In his Designing Meetings to Work presentation at An Event Apart Boston MA 2013, Kevin Hoffman outlined how to get the most of meetings by applying a series of framework for meeting design. Here's my notes from his talk:
- There's a collaborative design exercise that helps people learn to work together called the marshmallow exercise. The best results for this exercise some from architects and kindergartners.
- Why do kids do so well? They use their time building things and trying lots of solutions. They are not worried and the point of the exercise, who is in charge, or if they will fail or not.
- Meetings are a great place to fail and learn.
- Many meetings aren’t productive because of the way they’re organized and run. They don’t move us closer to our actual goals.
- Kickoff meetings are important. If you have a bad kickoff, you can have longer term issues because: first impressions are powerful & lasting, roles are hidden and unclear, time & money ad wasted.
- People retain 20% of what we hear, 30% of what we see, but 50% of what we see and hear, and 70% of what we discuss. Meetings with discussions feel productive because we retain more information from them. Good meetings feel like discussions.
- Even more importantly, we retain 90% of what we make and manage. This is why people like to work alone –they feel more productive.
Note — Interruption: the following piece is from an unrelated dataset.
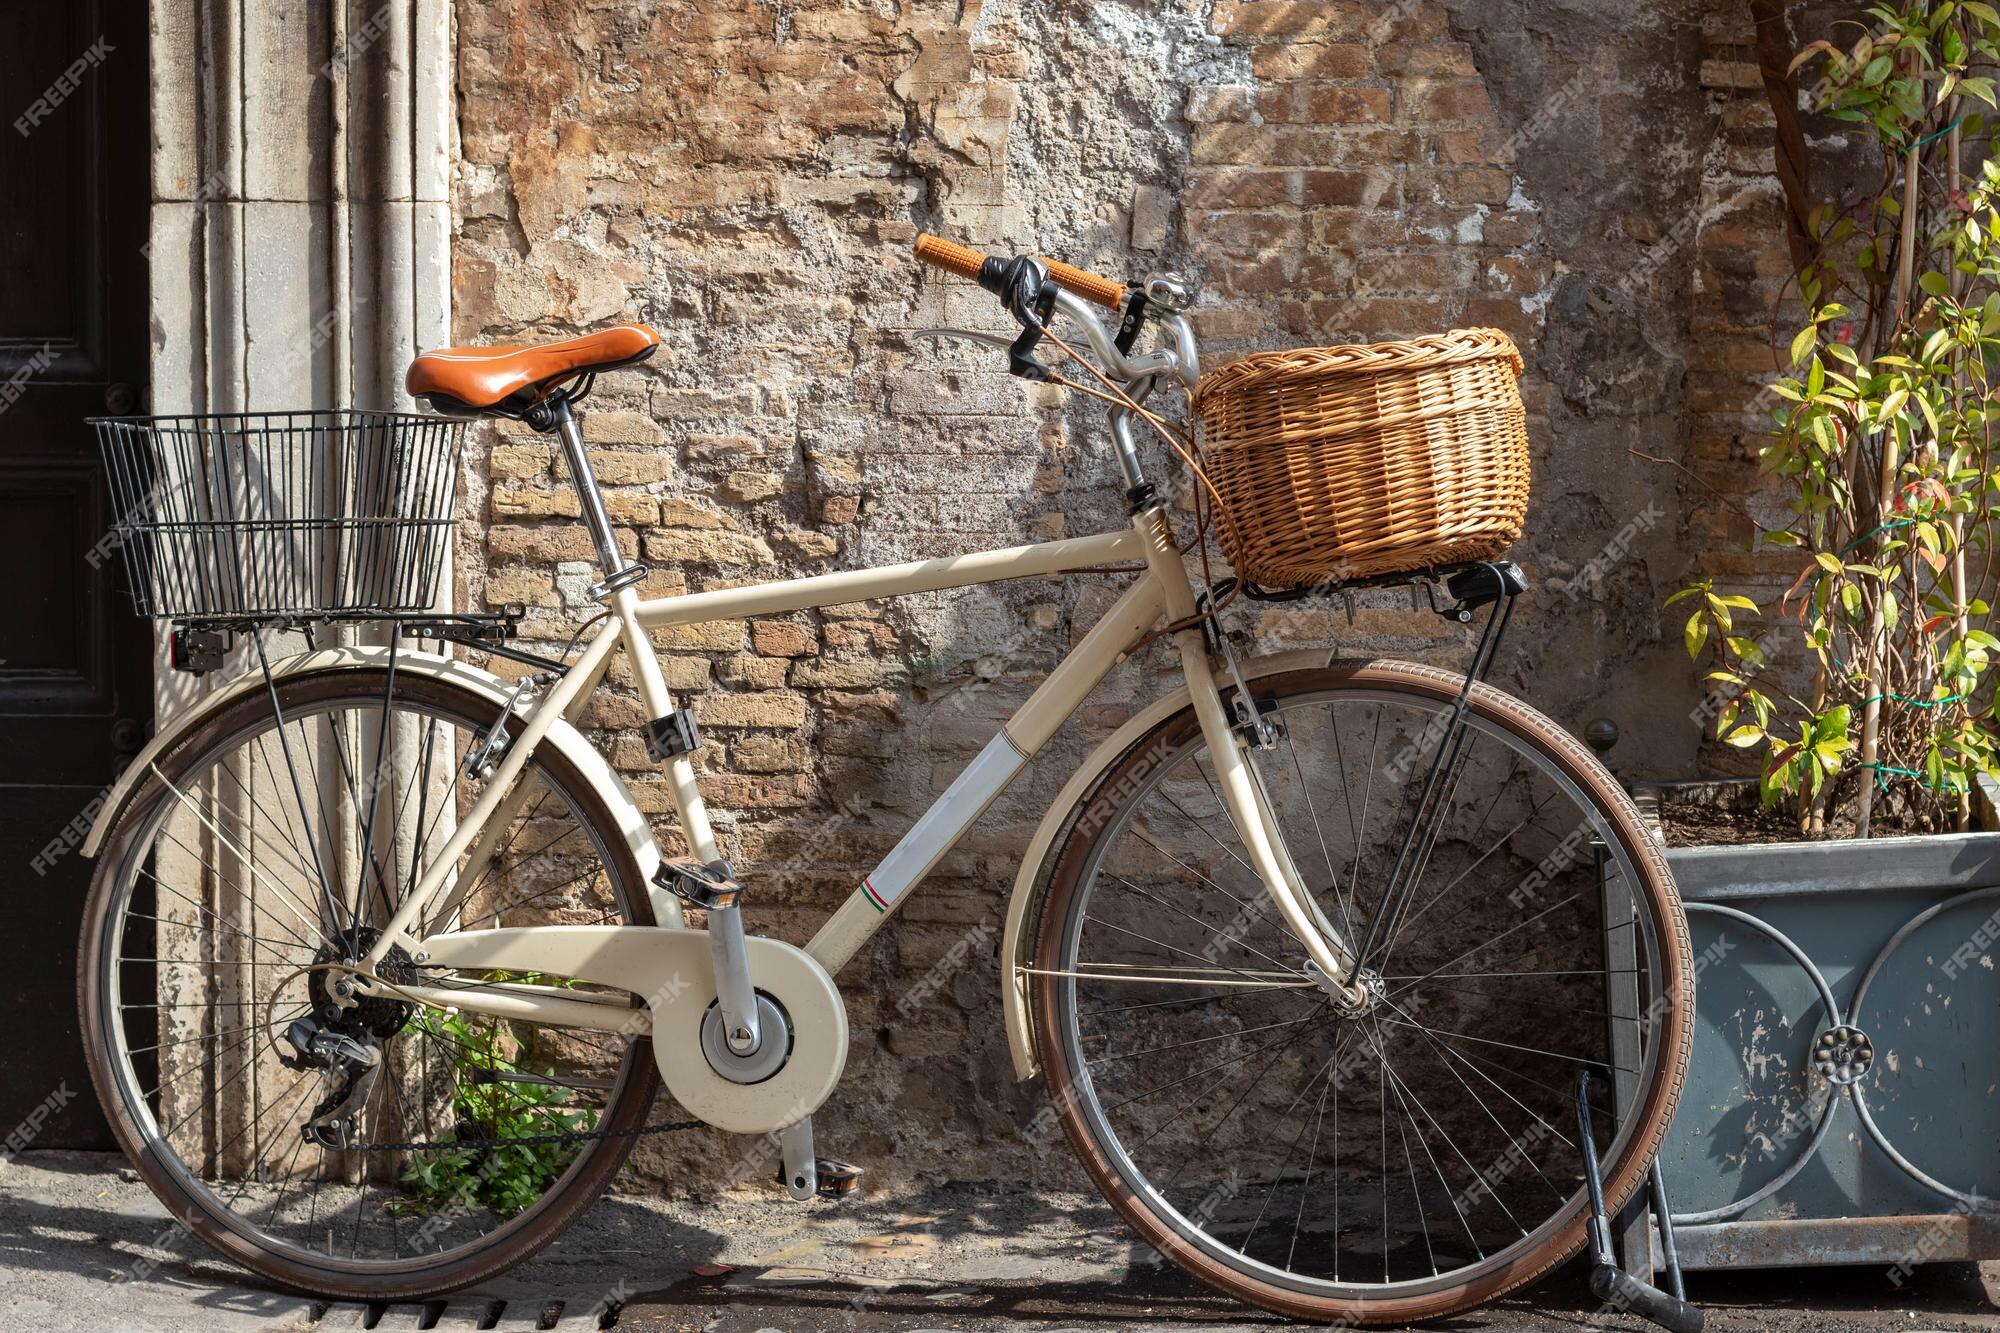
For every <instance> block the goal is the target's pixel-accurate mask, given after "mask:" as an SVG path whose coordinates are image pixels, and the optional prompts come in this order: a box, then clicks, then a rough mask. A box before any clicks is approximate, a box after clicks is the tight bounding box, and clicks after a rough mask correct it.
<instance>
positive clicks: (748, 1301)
mask: <svg viewBox="0 0 2000 1333" xmlns="http://www.w3.org/2000/svg"><path fill="white" fill-rule="evenodd" d="M120 1167H122V1161H120V1159H116V1157H108V1155H94V1153H26V1155H20V1157H16V1159H12V1163H10V1165H8V1169H6V1173H4V1175H0V1329H6V1331H8V1333H10V1331H12V1329H36V1331H38V1333H40V1331H44V1329H46V1331H70V1329H76V1331H82V1333H104V1331H106V1329H120V1331H122V1329H172V1331H180V1329H188V1331H190V1333H234V1331H236V1329H258V1331H262V1329H272V1331H276V1329H280V1327H304V1325H308V1323H310V1321H312V1317H314V1315H320V1313H324V1307H314V1309H312V1311H310V1313H304V1305H302V1303H300V1301H298V1299H296V1297H288V1295H284V1293H276V1291H268V1289H264V1287H258V1285H254V1283H250V1281H248V1279H246V1275H244V1273H242V1271H240V1269H234V1267H232V1265H228V1263H224V1261H222V1259H218V1257H214V1255H212V1253H210V1251H208V1249H206V1247H204V1245H202V1243H200V1241H196V1239H194V1237H192V1235H188V1233H186V1231H184V1229H182V1227H180V1225H178V1223H174V1221H172V1219H170V1217H168V1215H166V1211H164V1209H162V1207H160V1205H158V1203H156V1201H154V1199H152V1195H150V1193H148V1191H146V1189H144V1185H138V1183H136V1181H130V1179H124V1177H122V1173H120ZM1996 1279H2000V1265H1986V1267H1984V1271H1982V1267H1980V1265H1970V1263H1960V1265H1932V1267H1922V1269H1918V1271H1916V1273H1914V1275H1912V1277H1910V1279H1908V1281H1906V1283H1904V1285H1902V1287H1900V1289H1898V1287H1892V1285H1890V1281H1888V1263H1884V1265H1880V1267H1862V1269H1820V1271H1762V1273H1698V1275H1692V1277H1690V1297H1692V1299H1694V1301H1696V1303H1700V1305H1704V1307H1706V1309H1708V1313H1710V1327H1712V1329H1716V1331H1718V1333H1734V1331H1750V1329H1756V1331H1758V1333H1808V1331H1810V1333H1820V1331H1826V1333H1846V1331H1864V1329H1866V1331H1876V1329H1888V1327H1896V1329H1906V1331H1910V1333H1926V1331H1932V1329H1952V1331H1974V1329H1976V1331H2000V1305H1996V1301H1994V1289H1996V1287H2000V1281H1996ZM606 1303H610V1305H614V1307H618V1325H616V1327H620V1329H648V1331H664V1329H702V1331H704V1333H734V1331H738V1329H742V1331H762V1329H778V1331H784V1333H792V1331H802V1333H806V1331H816V1329H898V1331H904V1333H914V1331H918V1329H956V1331H964V1333H980V1331H988V1329H1018V1331H1034V1333H1052V1331H1056V1329H1090V1331H1108V1329H1176V1327H1188V1329H1200V1327H1214V1329H1230V1331H1240V1329H1280V1327H1300V1325H1284V1323H1282V1321H1274V1319H1270V1317H1266V1315H1262V1313H1258V1311H1250V1309H1246V1307H1242V1305H1236V1303H1232V1301H1228V1299H1226V1297H1220V1295H1214V1293H1210V1291H1208V1289H1204V1287H1200V1285H1196V1283H1192V1281H1190V1279H1186V1277H1182V1275H1180V1273H1178V1271H1176V1269H1172V1267H1168V1265H1162V1263H1158V1261H1156V1257H1154V1255H1152V1251H1148V1249H1144V1247H1140V1245H1136V1243H1134V1241H1132V1237H1130V1235H1128V1233H1126V1231H1124V1227H1122V1223H1120V1221H1118V1217H1116V1215H1114V1213H1112V1211H1110V1209H1106V1207H1104V1205H1102V1203H1100V1201H1098V1199H1096V1197H1092V1195H1082V1193H1074V1191H1056V1189H1050V1191H1034V1193H1032V1191H1028V1189H1020V1187H1010V1189H998V1187H986V1185H950V1187H934V1189H926V1191H920V1193H914V1195H898V1197H868V1195H862V1197H856V1199H850V1201H844V1203H830V1201H816V1203H810V1205H804V1207H800V1205H792V1203H788V1201H784V1199H778V1197H736V1199H702V1197H694V1199H682V1201H656V1199H642V1197H618V1195H614V1197H608V1199H602V1201H600V1203H598V1205H596V1207H592V1209H590V1211H588V1213H586V1215H584V1217H582V1219H580V1221H578V1225H576V1227H572V1229H570V1231H568V1233H566V1235H564V1237H562V1239H560V1241H556V1243H554V1245H552V1247H548V1249H546V1251H542V1255H538V1257H536V1259H532V1261H530V1263H524V1265H520V1267H518V1269H514V1271H510V1273H508V1275H504V1277H502V1279H498V1281H494V1283H484V1285H482V1287H478V1289H476V1291H468V1293H460V1295H454V1297H452V1299H450V1301H448V1303H446V1301H434V1303H426V1305H422V1307H418V1305H404V1307H396V1309H392V1311H384V1309H380V1307H376V1309H368V1311H362V1309H358V1307H346V1309H344V1311H336V1315H334V1317H328V1323H340V1325H344V1327H376V1325H380V1327H414V1329H424V1327H432V1325H434V1323H436V1321H438V1319H440V1317H442V1315H446V1311H450V1317H452V1321H454V1323H452V1325H450V1327H494V1321H498V1327H502V1329H530V1327H536V1325H544V1327H546V1325H548V1323H550V1321H548V1319H544V1311H550V1309H556V1307H560V1309H562V1319H564V1321H562V1327H564V1329H576V1327H588V1325H590V1323H596V1319H592V1317H590V1311H596V1309H602V1307H604V1305H606ZM286 1319H292V1321H294V1323H286ZM1430 1327H1436V1329H1452V1331H1462V1333H1486V1331H1496V1333H1500V1331H1506V1333H1512V1331H1522V1333H1556V1331H1568V1329H1588V1327H1604V1329H1640V1327H1644V1325H1640V1323H1638V1321H1632V1319H1628V1317H1618V1315H1610V1317H1604V1315H1602V1313H1600V1307H1598V1303H1596V1299H1594V1297H1592V1295H1590V1291H1588V1287H1586V1285H1584V1281H1582V1271H1580V1269H1578V1267H1574V1265H1572V1267H1568V1269H1564V1271H1562V1273H1558V1275H1556V1277H1552V1279H1548V1281H1544V1283H1540V1285H1536V1287H1532V1289H1528V1291H1526V1293H1520V1295H1514V1297H1510V1299H1506V1301H1500V1303H1498V1305H1494V1307H1488V1309H1480V1311H1472V1313H1466V1315H1456V1317H1452V1319H1444V1321H1440V1323H1436V1325H1430Z"/></svg>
- Doing something is better than seeing something, which is better than hearing something.
- Increasingly on the Web we build on top of frameworks, we can use similar frameworks for meetings as well.
- If you move deliverables to collaborative sessions and spaces, you jump into doing work.
Hearing
- You always need to diverge before you can converge.
- To make a decision, you go through a series ideas until you reach a decision point.
- Humans tend to go in tangents when having discussions. This helps us to explore new ideas but can make making decisions hard.
- Open with divergent thinking to explore ideas and close with convergent thinking that allows you to reach consensus.
- Divergent: Generating a list of ideas, Free-flowing open discussion, Seeking diverse points of view, Suspending judgment.
- Convergent: Sorting ideas into categories, Summarizing key points, Coming to agreement, Exercising judgment.
Roles
- In order for a meeting to go well, it needs outcomes, agenda, rules, roles. Different roles are required to make meetings run smooth. These roles need to be filled by people who know what they are doing.
- Facilitator: is neutral and keeps moving the meeting along; should not add or evaluate ideas doing the meeting.
- Recorder: should be taking notes in a public way –this gives people a way to respond to what is being documented.
- Everyone else is a group member: they contribute content & engage in conversation/ideas.
- Leader is the person who should be designing the meeting, selecting attendees, and defining the outcome.
- Start to record what people are saying by writing things down on the blackboard. This helps everyone keep up with what’s being said. Use visual memory to complement what they are hearing.
- Distributing facilitator role across people and meetings allows more people to participate and also grows skills in meeting management.
- Even in small meetings, its important to publicly record what’s being said. Paraphrase the essence of what people are saying. Repeat what they said back to them to make sure you heard them right.
- Be neutral but still do your job. Phrase your comments as questions to get people thinking about possibilities and implications.
Seeing
- Real time sketching facilitation can help clarify the ideas people are discussing. Dave Gray, David Sibbet and others have a lot of resources about sketching during meetings.
- If you can’t do real time sketching, you can still use visuals before a meeting happens to orient people and get them all on the same page about concepts, implications, and how things interrelate.
- Make a few quick sketches of what needs to get discussed or understood.
Doing
- If you move deliverables to collaborative sessions and spaces, you jump into doing work.
- Example: give each person in a meeting a persona (ideally a well known character) and ask them to use post-its to highlight what each persona needs from your service.
- Assign different scenarios to people, then ask them to combine into groups of 2, then 4, then 8. Each time, have them share their ideas and come up with the next set of designs.
- Start your sketches in the most constrained size first: small mobile screens to big whiteboards.
- Everyone has an idea or insight that you need to design. Good meetings can get those out of their heads.